The leaders attempted to dismiss questions about whether Maryland could provide the scientific talent needed to fill the more than 5,000 civilian jobs that would be reassigned from Fort Monmouth to Aberdeen, officials said. A federal commission is reviewing the Defense Department plan.

"We're going to assure them that in every capability this region has the work force better than any place in the country," said Aris Melissaratos, state secretary of business and economic development. "We have the skill set that it takes to take the Army to a new level of performance."

He was among a coterie of Maryland officials, including the congressional delegation and a coalition of area business interests, who addressed reporters in a science classroom at Aberdeen High School, near the outskirts of Aberdeen Proving Ground.

But their message was directed at the nine members of the Base Realignment and Closure Commission, who are reviewing a Pentagon plan to close or consolidate dozens of major bases. The commission is visiting bases and holding a series of regional hearings, and will submit its closure recommendations to President Bush in September.

Some bases, such as Aberdeen Proving Ground and Fort Meade in Maryland, stand to gain jobs from the closed bases. But the states that have such bases are being put on the defensive by states that are vociferously making the case for keeping their bases.

Fort Monmouth has survived previous base-closure and consolidation plans.

When members of the base-closure commission visited Fort Monmouth this month, officials there said many employees, including engineers engaged in research and development projects, likely would quit their jobs rather than move to Maryland.

Yesterday, members of Maryland's congressional delegation accused New Jersey officials of maligning Maryland's work force by saying it lacked the talent to fill those jobs.

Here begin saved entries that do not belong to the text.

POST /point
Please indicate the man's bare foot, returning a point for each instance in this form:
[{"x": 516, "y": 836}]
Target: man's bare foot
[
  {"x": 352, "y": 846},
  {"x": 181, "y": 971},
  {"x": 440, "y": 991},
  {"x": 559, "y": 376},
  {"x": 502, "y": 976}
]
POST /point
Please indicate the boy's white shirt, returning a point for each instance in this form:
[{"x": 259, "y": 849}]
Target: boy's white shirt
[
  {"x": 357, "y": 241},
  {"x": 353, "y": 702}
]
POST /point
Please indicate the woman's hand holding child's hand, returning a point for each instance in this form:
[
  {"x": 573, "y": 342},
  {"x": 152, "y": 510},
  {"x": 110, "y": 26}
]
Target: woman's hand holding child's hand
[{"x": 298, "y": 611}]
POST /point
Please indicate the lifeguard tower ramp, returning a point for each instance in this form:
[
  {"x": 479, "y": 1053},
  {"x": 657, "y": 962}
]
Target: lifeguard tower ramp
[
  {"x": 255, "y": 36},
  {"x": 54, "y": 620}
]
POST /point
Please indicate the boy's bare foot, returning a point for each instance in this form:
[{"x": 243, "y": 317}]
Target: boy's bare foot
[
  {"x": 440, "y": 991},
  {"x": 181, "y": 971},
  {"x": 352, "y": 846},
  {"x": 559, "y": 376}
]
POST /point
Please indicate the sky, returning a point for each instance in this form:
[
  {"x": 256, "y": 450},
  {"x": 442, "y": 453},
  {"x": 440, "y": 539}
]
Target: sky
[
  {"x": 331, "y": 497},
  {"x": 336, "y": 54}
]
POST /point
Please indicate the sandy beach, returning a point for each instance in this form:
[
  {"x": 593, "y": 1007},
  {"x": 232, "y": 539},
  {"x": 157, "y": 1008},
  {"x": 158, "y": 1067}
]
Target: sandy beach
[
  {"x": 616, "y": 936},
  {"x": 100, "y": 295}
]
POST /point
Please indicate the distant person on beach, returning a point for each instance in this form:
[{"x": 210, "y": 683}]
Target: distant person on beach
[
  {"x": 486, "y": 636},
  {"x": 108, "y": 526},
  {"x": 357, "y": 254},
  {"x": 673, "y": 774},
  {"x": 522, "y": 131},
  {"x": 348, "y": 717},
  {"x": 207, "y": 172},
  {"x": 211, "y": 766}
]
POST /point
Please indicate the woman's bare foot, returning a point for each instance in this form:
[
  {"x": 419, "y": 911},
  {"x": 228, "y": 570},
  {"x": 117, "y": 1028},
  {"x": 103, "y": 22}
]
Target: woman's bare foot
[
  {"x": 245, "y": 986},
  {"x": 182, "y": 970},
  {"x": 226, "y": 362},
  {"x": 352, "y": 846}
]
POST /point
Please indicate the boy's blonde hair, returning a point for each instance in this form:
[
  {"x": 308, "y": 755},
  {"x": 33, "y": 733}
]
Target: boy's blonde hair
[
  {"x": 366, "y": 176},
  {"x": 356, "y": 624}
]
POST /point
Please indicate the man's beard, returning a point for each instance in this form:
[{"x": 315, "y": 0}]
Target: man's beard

"It's going to be a fight," said Rep. C.A. Dutch Ruppersberger, a Maryland Democrat, referring to political volleying by Maryland and New Jersey over Fort Monmouth. "There are those that are going to make this strictly political. We're coming back, and we're going to show everybody we have a great work force."

He said that nearly one in four workers in Maryland is a professional or technical worker, more than any other state. Maryland also ranks second in the percentage of people who hold graduate and professional degrees, according to lawmakers.